271 total views
INN NEWS – Badan Gizi Nasional (BGN) telah menetapkan standar Makan Bergizi Gratis (MBG) dengan memanfaatkan potensi lokal.
Baru-baru ini, Kepala Badan Gizi Nasional (BGN) Dadan Hindayana mengatakan, misalnya ada daerah yang suka makan serangga, maka bisa dijadikan menu untuk daerah itu. Sebab tidak harus semua daerah memiliki sumber protein yang sama.
“Menunya enggak kami tetapkan secara nasional. Di satu daerah banyak telur, lainya ayam atau ikan. Variasinya berbasis sumber daya lokal. Dan mungkin aja ada satu daerah suka makan serangga, belalang, ulat sagu, bisa jadi bagian dari protein,” kata Dadan.
“Itu (serangga) salah satu contoh ya, kalau ada daerah-daerah tertentu yang terbiasa makan seperti itu, itu bisa menjadi menu di situ. Tapi itu contoh bahwa badan gizi ini tidak menetapkan standar menu nasional, tetapi menetapkan standar komposisi gizi,” tambahnya.

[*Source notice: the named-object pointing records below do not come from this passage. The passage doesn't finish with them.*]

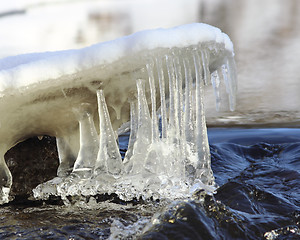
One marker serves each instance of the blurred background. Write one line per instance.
(265, 33)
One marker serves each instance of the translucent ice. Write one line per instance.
(153, 78)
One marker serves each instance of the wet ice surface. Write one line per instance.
(258, 171)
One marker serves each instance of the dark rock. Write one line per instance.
(32, 162)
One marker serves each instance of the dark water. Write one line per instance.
(258, 173)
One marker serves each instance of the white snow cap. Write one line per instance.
(23, 70)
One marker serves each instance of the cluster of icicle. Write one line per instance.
(168, 153)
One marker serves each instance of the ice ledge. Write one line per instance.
(23, 70)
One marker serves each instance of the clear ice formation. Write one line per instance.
(153, 78)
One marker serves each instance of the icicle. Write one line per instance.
(178, 95)
(66, 158)
(144, 133)
(163, 107)
(205, 66)
(201, 138)
(188, 115)
(173, 128)
(133, 131)
(5, 180)
(109, 159)
(231, 81)
(215, 80)
(89, 142)
(154, 125)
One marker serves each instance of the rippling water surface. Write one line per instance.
(258, 173)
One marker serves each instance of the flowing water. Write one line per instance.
(258, 173)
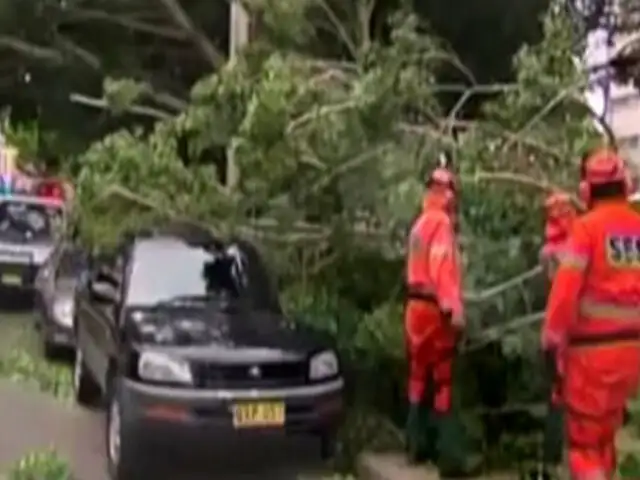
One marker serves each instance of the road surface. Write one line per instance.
(31, 420)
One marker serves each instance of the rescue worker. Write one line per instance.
(560, 215)
(593, 320)
(434, 320)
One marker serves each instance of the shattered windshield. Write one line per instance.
(23, 221)
(169, 270)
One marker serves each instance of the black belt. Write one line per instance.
(419, 293)
(592, 339)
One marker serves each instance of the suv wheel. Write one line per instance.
(85, 389)
(123, 459)
(328, 445)
(49, 350)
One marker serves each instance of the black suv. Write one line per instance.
(183, 338)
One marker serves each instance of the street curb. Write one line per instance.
(391, 466)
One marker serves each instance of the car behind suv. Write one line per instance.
(184, 338)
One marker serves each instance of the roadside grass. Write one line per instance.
(21, 360)
(40, 465)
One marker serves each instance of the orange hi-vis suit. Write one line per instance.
(560, 216)
(593, 318)
(434, 298)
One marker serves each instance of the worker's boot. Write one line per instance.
(552, 443)
(455, 456)
(420, 435)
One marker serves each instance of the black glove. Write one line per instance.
(551, 367)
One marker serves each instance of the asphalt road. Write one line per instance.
(31, 420)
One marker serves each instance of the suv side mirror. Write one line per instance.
(103, 292)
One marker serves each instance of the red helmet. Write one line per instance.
(604, 166)
(442, 177)
(53, 189)
(558, 205)
(601, 167)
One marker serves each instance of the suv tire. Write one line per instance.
(123, 453)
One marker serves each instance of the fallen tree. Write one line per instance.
(330, 157)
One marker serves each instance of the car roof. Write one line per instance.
(32, 200)
(177, 233)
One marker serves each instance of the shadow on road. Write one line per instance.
(31, 420)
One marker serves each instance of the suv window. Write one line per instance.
(166, 268)
(27, 221)
(73, 262)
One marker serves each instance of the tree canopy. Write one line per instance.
(315, 140)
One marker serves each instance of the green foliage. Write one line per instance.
(26, 367)
(41, 465)
(327, 160)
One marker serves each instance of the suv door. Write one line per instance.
(45, 281)
(98, 323)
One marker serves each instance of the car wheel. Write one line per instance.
(85, 389)
(49, 350)
(328, 445)
(123, 459)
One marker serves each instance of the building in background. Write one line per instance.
(625, 120)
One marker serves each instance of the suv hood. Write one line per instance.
(218, 331)
(28, 253)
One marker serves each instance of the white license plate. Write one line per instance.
(11, 279)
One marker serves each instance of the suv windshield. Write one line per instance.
(168, 270)
(24, 221)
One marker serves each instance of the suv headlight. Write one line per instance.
(323, 365)
(63, 311)
(161, 367)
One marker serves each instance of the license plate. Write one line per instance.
(11, 279)
(255, 415)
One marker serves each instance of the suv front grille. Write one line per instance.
(26, 272)
(250, 375)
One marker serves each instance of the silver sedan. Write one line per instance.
(56, 283)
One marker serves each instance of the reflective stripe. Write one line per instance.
(592, 310)
(572, 260)
(440, 250)
(421, 292)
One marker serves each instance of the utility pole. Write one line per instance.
(239, 28)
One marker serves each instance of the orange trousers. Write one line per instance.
(431, 343)
(597, 384)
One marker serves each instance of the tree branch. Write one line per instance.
(180, 17)
(522, 180)
(86, 56)
(126, 22)
(29, 49)
(495, 332)
(102, 104)
(468, 94)
(504, 286)
(340, 29)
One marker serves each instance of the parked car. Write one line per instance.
(183, 337)
(54, 301)
(29, 229)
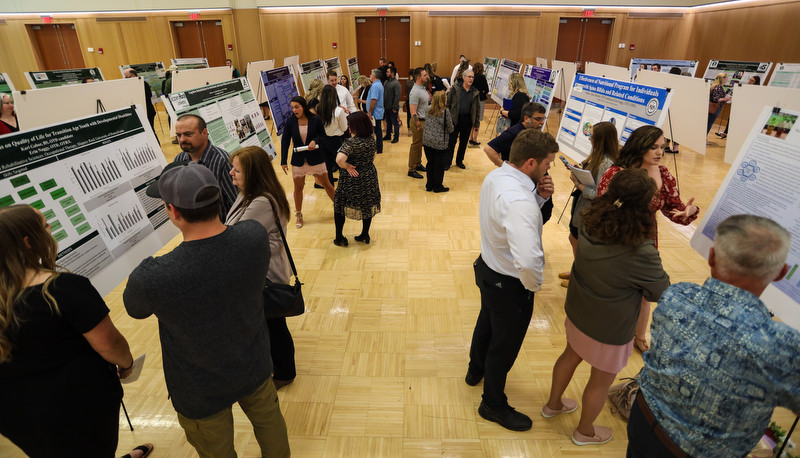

Disebut Dadan, isi protein dalam MBG di berbagai daerah sangat tergantung potensi sumber daya lokal dan kesukaan lokal.
“Karena kalau di daerah yang banyak telur, ya telur lah mungkin mayoritas. Yang banyak ikan, ikan lah yang mayoritas, seperti itu. Sama juga dengan karbohidratnya, kalau orang sudah terbiasa makan jagung, ya karbohidratnya jagung,” papar dia.
Menurutnya, usulan tersebut sebagai contoh bahwa keragaman pangan di Indonesia bisa diakomodir dalam Program MBG.
Dia juga menegaskan bukan kewenangannya untuk menetapkan standar menu nasional.
“Itu contoh ya, contoh bagaimana keragaman pangan itu bisa diakomodir dalam program makan bergizi. Karena badan gizi nasional tidak menetapkan standar menu nasional, tetapi menetapkan standar komposisi gizi,” ujar Dadan.
Dia menyebut pihaknya akan memastikan kebutuhan kalori setiap murid terpenuhi. Misalnya murid SMA membutuhkan sebesar 700 kalori sementara murid PAUD hanya butuh 360 kalori.
“Menetapkan pemenuhan kebutuhan kalori untuk setiap tahapan perkembangan anak. Jadi menu itu harus berisi 30 persen protein, 40 persen karbohidrat, 30 persen serat,” pungkasnya.